#273: Presented work at IROS 2018 (Part 1 of 3), with Alexandros Kogkas, Katie Driggs-Campbell and Martin Karlsson

#273: Presented work at IROS 2018 (Part 1 of 3), with  Alexandros Kogkas,  Katie Driggs-Campbell  and  Martin Karlsson



In this episode, Audrow Nash interviews Alexandros Kogkas, Katie Driggs-Campbell, and Martin Karlsson about the work they presented at the 2018 International Conference on Intelligent Robots and Systems (IROS) in Madrid, Spain.

Alexandros Kogkas is a PhD Candidate at the Imperial College London and he speaks about an eye tracking framework to understand where a person is looking.  This framework can be used to understand a person’s intentions, for example to hand a surgeon the correct tool or helping a person who is paraplegic.   Kogkas discusses how the framework works, possible applications, and his future plans for this framework.

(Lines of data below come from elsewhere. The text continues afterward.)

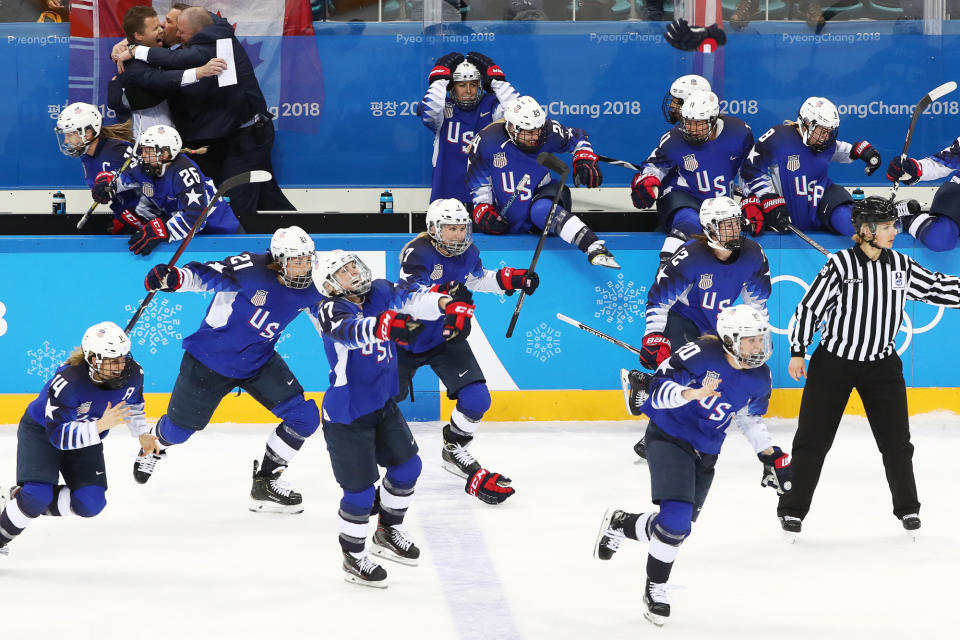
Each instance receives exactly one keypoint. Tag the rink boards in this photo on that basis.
(55, 287)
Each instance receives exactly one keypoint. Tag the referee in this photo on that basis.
(859, 295)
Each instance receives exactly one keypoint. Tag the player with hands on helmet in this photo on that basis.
(99, 387)
(445, 259)
(464, 95)
(786, 178)
(512, 193)
(362, 321)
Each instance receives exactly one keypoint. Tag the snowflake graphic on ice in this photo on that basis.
(45, 360)
(543, 342)
(620, 302)
(157, 326)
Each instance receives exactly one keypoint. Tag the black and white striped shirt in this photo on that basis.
(860, 302)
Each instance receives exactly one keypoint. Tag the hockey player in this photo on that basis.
(445, 257)
(257, 296)
(81, 134)
(513, 194)
(360, 321)
(786, 173)
(705, 276)
(693, 398)
(171, 190)
(937, 230)
(697, 159)
(679, 91)
(465, 94)
(99, 387)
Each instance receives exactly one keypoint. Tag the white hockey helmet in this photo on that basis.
(72, 125)
(449, 211)
(524, 114)
(293, 242)
(818, 112)
(741, 321)
(466, 72)
(357, 275)
(681, 88)
(722, 223)
(107, 341)
(152, 144)
(699, 115)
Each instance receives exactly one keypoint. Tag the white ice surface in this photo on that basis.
(182, 557)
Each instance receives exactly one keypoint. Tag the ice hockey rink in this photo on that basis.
(182, 557)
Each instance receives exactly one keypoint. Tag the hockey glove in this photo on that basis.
(126, 222)
(145, 240)
(586, 173)
(163, 278)
(486, 219)
(443, 69)
(456, 320)
(489, 70)
(655, 349)
(754, 213)
(863, 150)
(102, 190)
(490, 487)
(909, 168)
(402, 328)
(644, 190)
(775, 213)
(511, 280)
(777, 473)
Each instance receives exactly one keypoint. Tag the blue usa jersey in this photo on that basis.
(249, 311)
(178, 197)
(780, 164)
(422, 266)
(363, 369)
(705, 170)
(454, 130)
(110, 155)
(703, 423)
(70, 404)
(497, 168)
(696, 285)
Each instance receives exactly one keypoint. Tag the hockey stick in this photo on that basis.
(86, 216)
(557, 165)
(925, 102)
(599, 334)
(240, 179)
(813, 243)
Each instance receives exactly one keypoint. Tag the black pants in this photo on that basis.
(830, 380)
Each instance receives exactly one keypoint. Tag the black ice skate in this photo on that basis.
(600, 256)
(361, 569)
(911, 522)
(144, 465)
(636, 389)
(271, 494)
(791, 528)
(610, 535)
(394, 543)
(456, 458)
(657, 601)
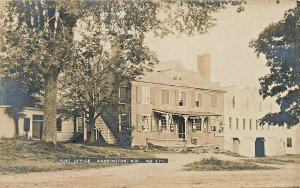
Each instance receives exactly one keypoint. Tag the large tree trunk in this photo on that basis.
(16, 121)
(91, 127)
(49, 130)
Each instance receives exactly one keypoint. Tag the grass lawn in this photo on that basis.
(213, 164)
(281, 160)
(23, 156)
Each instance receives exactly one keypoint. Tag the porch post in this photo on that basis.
(186, 117)
(202, 126)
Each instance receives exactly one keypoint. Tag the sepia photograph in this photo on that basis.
(149, 93)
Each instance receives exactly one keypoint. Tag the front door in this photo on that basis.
(181, 130)
(37, 129)
(236, 145)
(260, 147)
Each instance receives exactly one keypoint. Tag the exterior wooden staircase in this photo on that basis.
(103, 129)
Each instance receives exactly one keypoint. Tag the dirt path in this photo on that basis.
(158, 175)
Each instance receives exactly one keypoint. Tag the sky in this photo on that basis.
(232, 61)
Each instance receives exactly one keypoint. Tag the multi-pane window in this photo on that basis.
(256, 124)
(250, 124)
(122, 94)
(230, 122)
(196, 125)
(146, 122)
(260, 106)
(122, 122)
(79, 124)
(198, 99)
(233, 102)
(164, 125)
(182, 98)
(289, 142)
(26, 124)
(58, 125)
(145, 95)
(165, 96)
(247, 104)
(214, 100)
(177, 75)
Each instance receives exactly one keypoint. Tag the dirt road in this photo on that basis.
(158, 175)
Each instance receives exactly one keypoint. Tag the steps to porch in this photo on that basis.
(105, 132)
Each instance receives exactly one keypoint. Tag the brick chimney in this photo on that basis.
(203, 65)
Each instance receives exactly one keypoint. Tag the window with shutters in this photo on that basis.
(289, 142)
(198, 99)
(122, 122)
(26, 124)
(145, 95)
(182, 98)
(214, 100)
(196, 125)
(164, 125)
(59, 125)
(256, 124)
(247, 104)
(122, 94)
(79, 124)
(146, 122)
(230, 122)
(260, 106)
(250, 124)
(165, 96)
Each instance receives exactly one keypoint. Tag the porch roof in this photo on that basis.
(190, 113)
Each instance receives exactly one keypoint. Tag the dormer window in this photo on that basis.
(178, 75)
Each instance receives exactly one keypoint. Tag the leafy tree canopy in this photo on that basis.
(280, 43)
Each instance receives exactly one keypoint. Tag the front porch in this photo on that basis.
(197, 128)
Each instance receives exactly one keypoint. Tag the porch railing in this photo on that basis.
(167, 140)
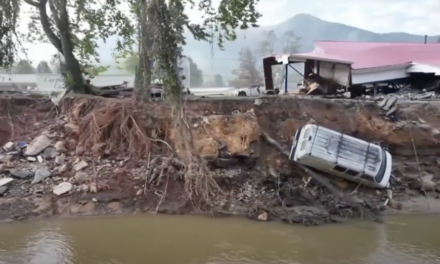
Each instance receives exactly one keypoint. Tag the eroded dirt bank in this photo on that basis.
(99, 147)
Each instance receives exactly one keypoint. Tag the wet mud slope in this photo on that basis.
(108, 156)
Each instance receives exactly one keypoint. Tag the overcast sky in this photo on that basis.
(411, 16)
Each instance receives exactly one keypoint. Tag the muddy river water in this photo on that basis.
(196, 240)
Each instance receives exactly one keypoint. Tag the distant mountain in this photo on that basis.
(309, 28)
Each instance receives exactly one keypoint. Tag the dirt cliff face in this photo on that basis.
(282, 116)
(257, 181)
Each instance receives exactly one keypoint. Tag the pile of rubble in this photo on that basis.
(45, 165)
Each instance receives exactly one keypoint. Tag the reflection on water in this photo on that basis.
(198, 240)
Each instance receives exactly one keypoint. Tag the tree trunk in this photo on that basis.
(75, 80)
(144, 70)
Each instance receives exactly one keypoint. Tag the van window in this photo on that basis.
(352, 173)
(381, 173)
(339, 168)
(366, 177)
(303, 145)
(306, 133)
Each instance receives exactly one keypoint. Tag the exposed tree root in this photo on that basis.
(114, 126)
(200, 184)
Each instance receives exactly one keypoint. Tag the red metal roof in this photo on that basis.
(373, 54)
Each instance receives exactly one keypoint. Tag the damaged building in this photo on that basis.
(361, 67)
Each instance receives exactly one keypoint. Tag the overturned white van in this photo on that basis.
(342, 155)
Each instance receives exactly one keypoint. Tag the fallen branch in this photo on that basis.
(323, 181)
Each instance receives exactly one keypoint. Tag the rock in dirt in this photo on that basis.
(50, 153)
(8, 146)
(41, 174)
(37, 145)
(80, 165)
(60, 146)
(63, 168)
(5, 181)
(60, 159)
(3, 190)
(79, 151)
(341, 184)
(62, 188)
(21, 174)
(263, 217)
(81, 177)
(428, 183)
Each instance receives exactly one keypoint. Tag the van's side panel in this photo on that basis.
(324, 144)
(323, 149)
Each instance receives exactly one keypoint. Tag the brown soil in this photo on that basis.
(254, 179)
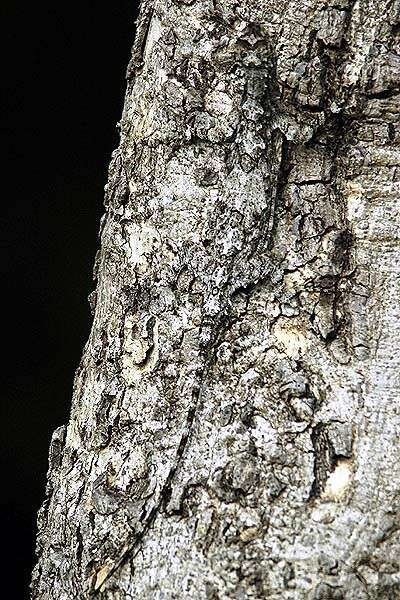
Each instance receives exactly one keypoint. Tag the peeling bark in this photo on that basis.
(235, 420)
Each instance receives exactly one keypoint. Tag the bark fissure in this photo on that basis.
(234, 425)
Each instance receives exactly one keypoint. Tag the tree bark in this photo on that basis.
(235, 421)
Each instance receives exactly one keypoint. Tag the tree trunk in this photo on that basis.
(235, 423)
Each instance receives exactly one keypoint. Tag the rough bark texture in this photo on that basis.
(235, 423)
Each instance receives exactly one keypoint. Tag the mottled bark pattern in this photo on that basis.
(235, 423)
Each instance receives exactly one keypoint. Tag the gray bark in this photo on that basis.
(235, 421)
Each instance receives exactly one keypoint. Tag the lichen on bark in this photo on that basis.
(235, 419)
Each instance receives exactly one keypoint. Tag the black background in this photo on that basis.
(62, 81)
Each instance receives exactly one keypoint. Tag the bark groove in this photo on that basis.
(235, 419)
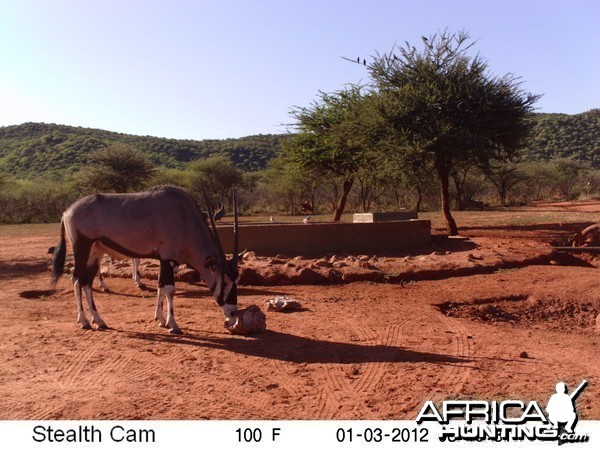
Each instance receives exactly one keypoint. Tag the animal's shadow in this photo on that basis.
(298, 349)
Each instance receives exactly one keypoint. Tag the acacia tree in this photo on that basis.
(445, 108)
(217, 175)
(117, 168)
(335, 138)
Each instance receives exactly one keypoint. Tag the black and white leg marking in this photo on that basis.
(166, 287)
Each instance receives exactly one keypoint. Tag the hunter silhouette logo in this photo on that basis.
(507, 420)
(561, 409)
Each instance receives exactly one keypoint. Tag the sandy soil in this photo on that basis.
(490, 317)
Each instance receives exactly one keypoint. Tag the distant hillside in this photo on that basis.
(35, 148)
(566, 136)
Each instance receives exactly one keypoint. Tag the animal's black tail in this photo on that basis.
(59, 256)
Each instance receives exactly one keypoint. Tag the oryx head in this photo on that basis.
(222, 272)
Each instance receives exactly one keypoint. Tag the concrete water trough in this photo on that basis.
(328, 237)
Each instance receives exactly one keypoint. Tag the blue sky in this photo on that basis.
(219, 69)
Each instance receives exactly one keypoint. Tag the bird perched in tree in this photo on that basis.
(426, 42)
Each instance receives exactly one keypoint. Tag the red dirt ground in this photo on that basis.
(497, 316)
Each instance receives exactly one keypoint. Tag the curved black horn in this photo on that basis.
(212, 221)
(236, 237)
(220, 213)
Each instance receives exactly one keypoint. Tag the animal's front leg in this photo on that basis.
(171, 324)
(158, 314)
(166, 283)
(92, 306)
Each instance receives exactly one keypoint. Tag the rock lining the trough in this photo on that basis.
(248, 320)
(281, 304)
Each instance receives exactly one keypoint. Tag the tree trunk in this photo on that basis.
(342, 203)
(460, 203)
(450, 223)
(419, 198)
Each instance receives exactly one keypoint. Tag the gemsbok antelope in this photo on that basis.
(160, 223)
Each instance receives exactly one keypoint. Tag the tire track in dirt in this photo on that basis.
(70, 371)
(453, 377)
(345, 390)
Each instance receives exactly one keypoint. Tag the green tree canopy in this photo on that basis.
(217, 175)
(444, 107)
(335, 138)
(117, 168)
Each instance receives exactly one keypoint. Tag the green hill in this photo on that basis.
(566, 136)
(38, 148)
(31, 149)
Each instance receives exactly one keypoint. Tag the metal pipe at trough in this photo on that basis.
(328, 237)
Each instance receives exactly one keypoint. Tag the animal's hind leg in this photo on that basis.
(92, 268)
(81, 252)
(103, 285)
(136, 273)
(158, 315)
(81, 318)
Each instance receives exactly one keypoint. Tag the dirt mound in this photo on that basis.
(551, 313)
(442, 259)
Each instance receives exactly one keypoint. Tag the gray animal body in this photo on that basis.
(161, 223)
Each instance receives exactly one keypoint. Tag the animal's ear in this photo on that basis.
(210, 263)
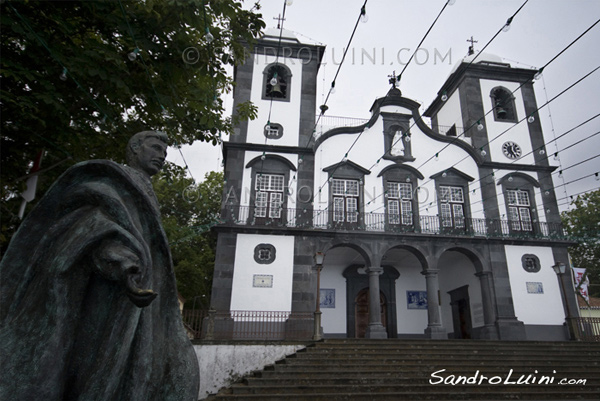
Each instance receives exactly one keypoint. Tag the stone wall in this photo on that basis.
(222, 364)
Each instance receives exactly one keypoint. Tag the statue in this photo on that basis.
(88, 302)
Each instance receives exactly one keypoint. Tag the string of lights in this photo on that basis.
(362, 16)
(570, 198)
(519, 168)
(449, 2)
(393, 80)
(500, 204)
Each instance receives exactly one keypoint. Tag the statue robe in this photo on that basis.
(69, 328)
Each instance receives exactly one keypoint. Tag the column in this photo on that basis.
(375, 329)
(489, 331)
(434, 329)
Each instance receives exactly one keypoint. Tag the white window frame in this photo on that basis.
(400, 195)
(519, 210)
(269, 195)
(452, 206)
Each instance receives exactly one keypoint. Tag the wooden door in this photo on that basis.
(362, 312)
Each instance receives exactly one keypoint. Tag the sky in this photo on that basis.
(384, 43)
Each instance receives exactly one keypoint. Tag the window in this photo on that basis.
(345, 200)
(399, 203)
(269, 195)
(451, 131)
(519, 210)
(504, 105)
(277, 80)
(452, 206)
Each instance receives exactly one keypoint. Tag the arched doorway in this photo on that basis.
(361, 312)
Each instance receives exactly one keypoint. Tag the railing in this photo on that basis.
(249, 325)
(382, 222)
(587, 328)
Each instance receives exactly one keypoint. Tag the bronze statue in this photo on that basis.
(88, 302)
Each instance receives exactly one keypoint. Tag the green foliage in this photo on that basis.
(583, 222)
(173, 84)
(188, 211)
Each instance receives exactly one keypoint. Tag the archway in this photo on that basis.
(361, 312)
(460, 293)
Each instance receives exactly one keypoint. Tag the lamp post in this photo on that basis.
(559, 269)
(319, 257)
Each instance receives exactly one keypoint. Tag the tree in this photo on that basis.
(188, 211)
(80, 77)
(583, 224)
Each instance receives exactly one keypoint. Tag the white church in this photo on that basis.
(400, 226)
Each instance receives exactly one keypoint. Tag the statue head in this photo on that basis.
(146, 151)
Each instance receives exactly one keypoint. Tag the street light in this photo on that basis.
(319, 257)
(560, 269)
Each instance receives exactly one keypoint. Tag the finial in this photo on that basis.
(279, 21)
(471, 48)
(393, 79)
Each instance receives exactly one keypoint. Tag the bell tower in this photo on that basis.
(492, 106)
(269, 173)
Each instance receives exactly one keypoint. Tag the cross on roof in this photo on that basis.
(393, 79)
(471, 48)
(279, 21)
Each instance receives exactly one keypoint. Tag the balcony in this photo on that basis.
(382, 222)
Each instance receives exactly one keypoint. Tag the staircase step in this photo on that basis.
(440, 394)
(346, 369)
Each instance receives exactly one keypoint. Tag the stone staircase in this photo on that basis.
(356, 369)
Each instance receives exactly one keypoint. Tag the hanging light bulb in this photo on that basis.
(132, 55)
(63, 75)
(208, 36)
(363, 15)
(506, 26)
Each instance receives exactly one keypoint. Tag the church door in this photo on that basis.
(461, 312)
(362, 312)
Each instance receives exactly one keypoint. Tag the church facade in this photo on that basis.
(447, 229)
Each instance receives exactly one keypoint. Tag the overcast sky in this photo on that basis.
(394, 28)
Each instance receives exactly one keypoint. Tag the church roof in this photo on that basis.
(286, 36)
(482, 58)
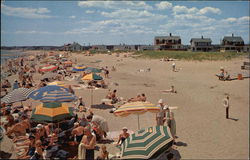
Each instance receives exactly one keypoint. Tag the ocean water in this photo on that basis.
(5, 54)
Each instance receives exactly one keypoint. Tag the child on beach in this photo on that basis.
(171, 90)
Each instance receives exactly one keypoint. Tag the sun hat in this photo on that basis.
(160, 101)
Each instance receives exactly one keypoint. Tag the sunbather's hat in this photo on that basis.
(124, 128)
(39, 126)
(160, 101)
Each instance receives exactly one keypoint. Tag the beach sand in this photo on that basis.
(203, 130)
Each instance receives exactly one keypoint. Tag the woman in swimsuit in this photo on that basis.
(89, 142)
(123, 135)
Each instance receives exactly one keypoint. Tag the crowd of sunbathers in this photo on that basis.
(36, 141)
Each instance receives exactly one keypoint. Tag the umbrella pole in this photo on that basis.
(91, 97)
(138, 118)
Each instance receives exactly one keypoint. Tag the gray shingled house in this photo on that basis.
(232, 43)
(201, 44)
(168, 42)
(72, 47)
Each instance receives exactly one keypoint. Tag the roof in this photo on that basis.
(167, 37)
(233, 39)
(201, 40)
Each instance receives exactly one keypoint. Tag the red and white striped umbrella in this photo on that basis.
(48, 68)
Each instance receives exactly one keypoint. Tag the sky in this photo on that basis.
(29, 23)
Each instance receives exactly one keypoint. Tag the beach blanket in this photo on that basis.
(81, 151)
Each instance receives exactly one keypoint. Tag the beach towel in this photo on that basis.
(81, 151)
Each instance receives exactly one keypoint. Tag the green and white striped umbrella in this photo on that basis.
(147, 143)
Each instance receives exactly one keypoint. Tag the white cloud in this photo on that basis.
(183, 9)
(210, 10)
(115, 4)
(163, 5)
(72, 17)
(32, 32)
(128, 13)
(89, 11)
(25, 12)
(244, 19)
(230, 20)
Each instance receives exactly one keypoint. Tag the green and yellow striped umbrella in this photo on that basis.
(147, 143)
(51, 112)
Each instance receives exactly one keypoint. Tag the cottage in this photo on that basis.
(232, 44)
(168, 42)
(73, 47)
(201, 44)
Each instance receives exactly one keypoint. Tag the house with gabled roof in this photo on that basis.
(232, 43)
(168, 42)
(201, 44)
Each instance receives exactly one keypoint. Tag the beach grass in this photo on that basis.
(188, 55)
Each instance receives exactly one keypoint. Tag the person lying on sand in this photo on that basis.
(171, 90)
(135, 99)
(139, 97)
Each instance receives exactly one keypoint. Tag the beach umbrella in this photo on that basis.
(48, 68)
(49, 75)
(93, 70)
(53, 93)
(58, 96)
(92, 76)
(136, 108)
(79, 68)
(147, 143)
(31, 58)
(57, 83)
(17, 95)
(51, 112)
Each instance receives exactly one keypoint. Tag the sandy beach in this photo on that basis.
(203, 130)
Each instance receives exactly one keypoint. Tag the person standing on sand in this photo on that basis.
(161, 114)
(173, 67)
(87, 145)
(226, 105)
(171, 122)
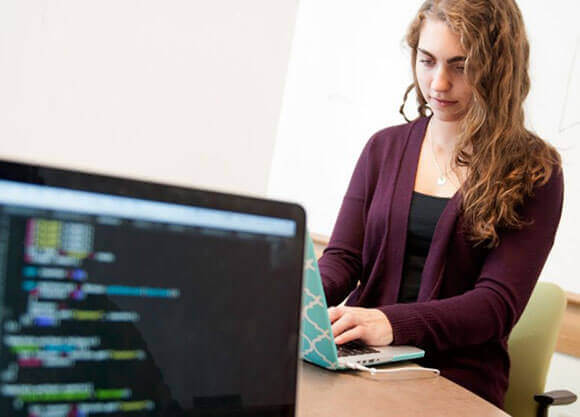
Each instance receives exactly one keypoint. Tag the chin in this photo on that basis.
(448, 117)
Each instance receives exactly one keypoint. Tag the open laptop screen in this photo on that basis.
(121, 298)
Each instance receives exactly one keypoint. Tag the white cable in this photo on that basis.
(373, 371)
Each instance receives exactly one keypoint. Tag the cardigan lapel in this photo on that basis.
(400, 207)
(433, 270)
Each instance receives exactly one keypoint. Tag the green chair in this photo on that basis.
(530, 345)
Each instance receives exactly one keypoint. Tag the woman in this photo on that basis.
(448, 220)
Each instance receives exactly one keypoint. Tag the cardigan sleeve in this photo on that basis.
(341, 263)
(502, 290)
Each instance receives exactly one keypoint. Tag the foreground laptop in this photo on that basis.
(318, 344)
(126, 298)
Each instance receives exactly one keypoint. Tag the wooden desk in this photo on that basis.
(323, 393)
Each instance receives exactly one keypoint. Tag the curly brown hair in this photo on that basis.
(507, 160)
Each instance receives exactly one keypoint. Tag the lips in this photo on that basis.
(443, 103)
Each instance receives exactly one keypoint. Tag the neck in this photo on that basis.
(443, 134)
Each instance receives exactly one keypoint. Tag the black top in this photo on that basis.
(423, 217)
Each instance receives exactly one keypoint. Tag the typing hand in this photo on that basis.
(368, 324)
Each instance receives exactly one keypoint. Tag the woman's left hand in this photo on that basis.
(368, 324)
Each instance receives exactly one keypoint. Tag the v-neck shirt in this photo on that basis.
(423, 216)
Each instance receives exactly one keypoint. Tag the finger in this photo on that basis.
(346, 322)
(334, 313)
(352, 334)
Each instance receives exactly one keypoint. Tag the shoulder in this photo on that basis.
(392, 140)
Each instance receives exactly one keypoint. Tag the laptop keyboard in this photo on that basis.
(354, 348)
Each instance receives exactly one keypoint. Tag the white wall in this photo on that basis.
(181, 91)
(347, 75)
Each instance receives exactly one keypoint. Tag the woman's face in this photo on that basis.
(440, 71)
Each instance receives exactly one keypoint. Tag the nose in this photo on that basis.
(440, 81)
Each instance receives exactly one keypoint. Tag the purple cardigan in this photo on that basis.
(470, 297)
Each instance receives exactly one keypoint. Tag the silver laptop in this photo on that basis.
(124, 297)
(318, 344)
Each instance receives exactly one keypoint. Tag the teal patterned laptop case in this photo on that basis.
(317, 341)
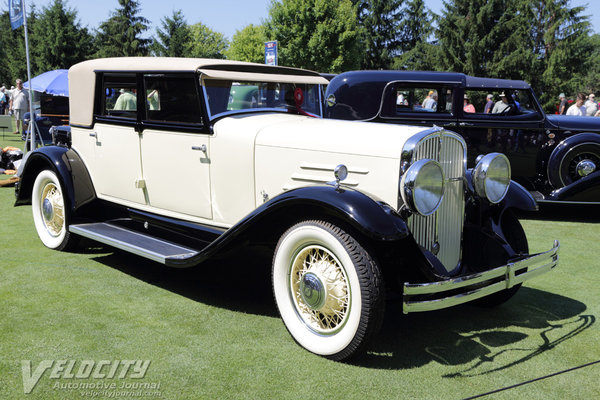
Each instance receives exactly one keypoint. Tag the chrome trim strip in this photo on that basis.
(530, 268)
(86, 230)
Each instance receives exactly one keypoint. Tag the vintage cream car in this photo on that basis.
(350, 210)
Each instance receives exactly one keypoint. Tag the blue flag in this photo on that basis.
(15, 9)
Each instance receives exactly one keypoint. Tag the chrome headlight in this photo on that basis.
(491, 177)
(422, 186)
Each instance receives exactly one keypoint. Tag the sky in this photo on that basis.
(225, 16)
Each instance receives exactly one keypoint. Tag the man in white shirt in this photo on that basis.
(19, 104)
(577, 109)
(591, 106)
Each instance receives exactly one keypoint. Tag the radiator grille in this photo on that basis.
(441, 232)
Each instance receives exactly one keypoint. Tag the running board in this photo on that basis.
(134, 242)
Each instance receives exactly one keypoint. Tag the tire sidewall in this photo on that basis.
(291, 243)
(43, 178)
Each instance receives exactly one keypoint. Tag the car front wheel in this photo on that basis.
(327, 288)
(50, 213)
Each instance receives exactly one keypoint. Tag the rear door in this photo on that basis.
(175, 146)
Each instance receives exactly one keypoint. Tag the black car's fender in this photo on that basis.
(566, 152)
(69, 168)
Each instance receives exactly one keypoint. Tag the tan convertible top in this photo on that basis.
(82, 76)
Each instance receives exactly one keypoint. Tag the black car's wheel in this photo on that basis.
(515, 236)
(50, 212)
(327, 288)
(573, 161)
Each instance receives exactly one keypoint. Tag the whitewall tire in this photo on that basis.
(327, 288)
(50, 211)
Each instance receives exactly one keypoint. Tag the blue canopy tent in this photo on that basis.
(53, 87)
(54, 82)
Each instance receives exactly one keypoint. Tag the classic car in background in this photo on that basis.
(348, 209)
(556, 157)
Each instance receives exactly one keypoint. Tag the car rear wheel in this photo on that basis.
(327, 288)
(50, 212)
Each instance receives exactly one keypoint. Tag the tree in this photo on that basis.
(486, 38)
(120, 35)
(58, 40)
(416, 29)
(320, 35)
(174, 39)
(207, 43)
(248, 44)
(12, 48)
(381, 23)
(562, 45)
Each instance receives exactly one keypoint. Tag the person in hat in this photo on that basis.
(501, 105)
(591, 106)
(577, 109)
(19, 104)
(468, 107)
(489, 104)
(562, 107)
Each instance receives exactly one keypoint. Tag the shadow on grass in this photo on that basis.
(564, 212)
(478, 340)
(481, 340)
(236, 281)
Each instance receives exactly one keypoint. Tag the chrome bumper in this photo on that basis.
(434, 296)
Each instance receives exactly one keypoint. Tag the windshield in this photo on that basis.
(226, 96)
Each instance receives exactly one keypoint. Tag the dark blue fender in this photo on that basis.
(71, 171)
(580, 191)
(376, 220)
(517, 196)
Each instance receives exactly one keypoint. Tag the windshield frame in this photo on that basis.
(211, 117)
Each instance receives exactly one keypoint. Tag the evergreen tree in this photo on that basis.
(381, 22)
(320, 35)
(562, 45)
(486, 38)
(174, 39)
(416, 29)
(248, 44)
(58, 40)
(12, 51)
(207, 43)
(120, 35)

Katie Driggs-Campbell is a Post Doctoral Researcher at Stanford’s Intelligent System Laboratory and is—soon to be—an Assistant Professor at University of Illinois Urbana-Champaign (UIUC). She speaks about making inferences about the world from human actions, specifically in the context of autonomous cars.  In the work she discusses, they use a model of a human driver that they use infer what is happening in the world, for example a human using a crosswalk. Driggs-Campbell talks about how they evaluate this work.

Martin Karlsson is a PhD student at Lund University in Sweden, and he speaks about a haptic interface to mirror robotic arms that requires no force sensing.  He discusses a feedback law that allows a mirroring of forces and his future work to deal with joint friction.